Quickstart¶
Create a Graph¶
from pygraphdb.graphdb import Edge, GraphDB, Node
from pygraphdb.kvstores import LMDBStore
from pygraphdb.serializers import PickleSerializer
graph_db = GraphDB(LMDBStore(path="quickstart_lmdb"), PickleSerializer())
alice = Node(node_id="alice", labels=["Person"], properties={"name": "Alice", "age": 30})

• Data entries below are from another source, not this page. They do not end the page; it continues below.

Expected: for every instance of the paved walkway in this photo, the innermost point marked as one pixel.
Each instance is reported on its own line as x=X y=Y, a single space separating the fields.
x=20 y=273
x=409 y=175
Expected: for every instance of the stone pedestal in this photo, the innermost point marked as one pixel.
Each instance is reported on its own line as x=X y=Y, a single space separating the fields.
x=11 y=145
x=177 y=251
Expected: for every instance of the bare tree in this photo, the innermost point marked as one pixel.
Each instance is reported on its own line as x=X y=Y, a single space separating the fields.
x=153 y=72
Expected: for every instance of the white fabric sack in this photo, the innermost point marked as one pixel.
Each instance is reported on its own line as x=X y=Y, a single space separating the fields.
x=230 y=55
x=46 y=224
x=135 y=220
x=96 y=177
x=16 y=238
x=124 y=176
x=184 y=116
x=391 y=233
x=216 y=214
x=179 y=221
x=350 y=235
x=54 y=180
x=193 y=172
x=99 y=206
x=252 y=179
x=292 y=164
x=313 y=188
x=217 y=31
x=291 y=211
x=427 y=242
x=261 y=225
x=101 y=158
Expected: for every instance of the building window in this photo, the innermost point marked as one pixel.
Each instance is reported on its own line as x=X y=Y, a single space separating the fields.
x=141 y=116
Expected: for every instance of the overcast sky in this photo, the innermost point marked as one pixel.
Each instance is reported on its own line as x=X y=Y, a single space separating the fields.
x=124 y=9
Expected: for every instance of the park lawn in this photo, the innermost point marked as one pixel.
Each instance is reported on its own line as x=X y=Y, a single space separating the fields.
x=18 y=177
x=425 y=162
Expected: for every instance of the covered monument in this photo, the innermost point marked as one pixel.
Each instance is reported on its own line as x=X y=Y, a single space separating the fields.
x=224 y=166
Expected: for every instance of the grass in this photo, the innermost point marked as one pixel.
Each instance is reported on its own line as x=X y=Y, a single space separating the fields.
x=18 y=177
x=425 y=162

bob = Node(node_id="bob", labels=["Person"], properties={"name": "Bob", "age": 25})
graph_db.put_node(alice)
graph_db.put_node(bob)
edge = Edge(
edge_id="alice-bob",
source=alice.get_id,
target=bob.get_id,
properties={"type": "friend", "weight": 0.9},
)
graph_db.put_edge(edge)
print(graph_db.get_node(b"alice").to_dict())
print(graph_db.get_edge(b"alice-bob").to_dict())
graph_db.close()
Bulk Insert Edges¶
put_edges_bulk stores many edge records and updates adjacency indexes in one
operation.
nodes = [Node(node_id=f"user-{idx}") for idx in range(4)]
for node in nodes:
graph_db.put_node(node)
edges = [
Edge(edge_id="u0-u1", source="user-0", target="user-1", properties={"type": "follows"}),
Edge(edge_id="u0-u2", source="user-0", target="user-2", properties={"type": "follows"}),
Edge(edge_id="u2-u3", source="user-2", target="user-3", properties={"type": "follows"}),
]
graph_db.put_edges_bulk(edges)
For append-only ingestion where edge IDs are known to be new, skip replacement checks to avoid one existing-edge read per edge:
graph_db.put_edges_bulk(edges, check_existing=False)
Fetch Nodes in Bulk¶
fetched = graph_db.get_nodes([b"user-0", b"user-1", b"missing"])
for node in fetched:
print(None if node is None else node.get_id)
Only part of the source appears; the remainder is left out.